We studied the effect of hydralazine on tumor blood volume fraction and microvascular random flow velocity magnitude by IVIM weighted MRI in conjunction with dynamic Gd-DTPA-Albumin enhanced MRI. Blood volume fraction maps were obtained from the dynamic Gd-DTPA-Albumin enhanced MRI measurements. The average blood volume fraction of R3230 AC adenocarcinoma decreased from 0.125 +/- 0.022 (s.d.) ml/g to 0.105 +/- 0.018 (s.d.) ml/g (p < 0.001) after the administration of hydralazine at a dose of 5 mg/kg.

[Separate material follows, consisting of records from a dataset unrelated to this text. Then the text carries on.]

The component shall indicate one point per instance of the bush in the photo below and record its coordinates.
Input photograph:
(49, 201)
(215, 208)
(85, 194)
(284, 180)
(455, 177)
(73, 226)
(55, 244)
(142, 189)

The microvascular random flow velocity magnitude maps were obtained from the IVIM weighted MRI signals by utilizing the Gd-DTPA-Albumin measured blood volume fractions as an input in the compartmental modeling analysis of the IVIM weighted MRI signal. The random-directional microvascular flow induced MRI signal attenuation was separated from the molecular diffusion induced signal attenuation. Flow induced attenuation was more significant after the administration of hydralazine. The mean microvascular random flow velocity magnitude increased from 0.52 +/- 0.15 (s.d.) mm/sec to 0.73 +/- 0.23 (s.d.) mm/sec (p < 0.05) in the presence of the above blood volume fraction change.